Especially with nonlinear stocks like Tesla (NASDAQ:TSLA), 1st order thinking is not only limiting. It can be misleading. As a good case in point, its stock price soared more than 13% on Monday after reporting its Q4 deliveries topped expectations. 13% is indeed a lot on the surface, but it largely only considered the 1st order effects of its production and delivery growth. This article explores the higher-order effects of Tesla's production and delivery growth. And you will see that the potential benefits of its production and delivery growth are more than, much more, what is on the surface.
First-level thinking is linear and is all similar. And everyone more or less reaches the same conclusions. In Tesla's case, everyone knows that as it ramps up its production and delivery, its sales will grow proportionally.
Tesla's total vehicle volume was just over 100k in 2017. And it has more than 473k electric cars in the first 8 months of 2021 as seen in the next chart. More than any other electric vehicle manufacturer worldwide. On Monday, it just reported that it tallied 308K deliveries in Q4 of 2021 amid supply chain pressures.
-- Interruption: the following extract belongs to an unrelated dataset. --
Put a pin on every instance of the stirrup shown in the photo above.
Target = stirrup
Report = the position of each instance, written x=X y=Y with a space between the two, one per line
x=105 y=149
As a result, it delivered a total of 781k vehicles in 2021. In terms of vehicle delivery, its growth since 2017 has been a spectacular 67% CAGR per year.
And correspondingly, its sales growth rate is projected to follow in tandem as shown below in the second chart.
Source: BackLinko
Source: Seeking Alpha data
What the above 1st order calculation misses is that as production grows, the unit cost will decrease and the profit margin will expand. As a result, even if sales grow in proportion to volume, the profit would grow faster in a nonlinear fashion. And note that it is an assumption that sales grow in proportion to volume. As we will see in the next section, there are even higher-order effects that can make sales grow faster than volume.
Here in this section, we will just focus on the 2nd order effects on earnings. Such 2nd order benefits can already been observed by the actual financials in recent years as shown in the next three charts.
As shown below in the first chart, Tesla has been clearly benefiting from a cost advantage when electric vehicles production and deliveries grow. It has clearly passed the pivot point of critical scale since 2017. When its vehicle volume was just over 100k in 2017, the company's average cost of goods sold ("COGS") per vehicle was more than $92,000. This number has fallen by more than 50%, to about $42,000 on average per vehicle, in 2021. And at the same time, the gross profit margins have expanded substantially from 23% to almost under 27%, a 400 basis points surge.
Source: author based on Seeking Alpha data
The second chart below shows the number vehicles delivery (in thousands, the green line), the total revenues (in billions, the orange line), and the cash from operations ("CFO") (also in billions, the blue line) since 2017. Note that you should read the number of vehicles on the left axis, and the revenues and CFO from the right axis. As you can already visually see, the profit as measured in CFO has been rising much more quickly than the total revenues, demonstrating the above second order effects. To be more precise, the vehicle delivery has been growing at 47% CAGR since 2017, and sales has been growing at 30% CAGR. However, in contrast, the profit as measured in CFO has been growing at a rate of 68%, higher than both the vehicle production and sales.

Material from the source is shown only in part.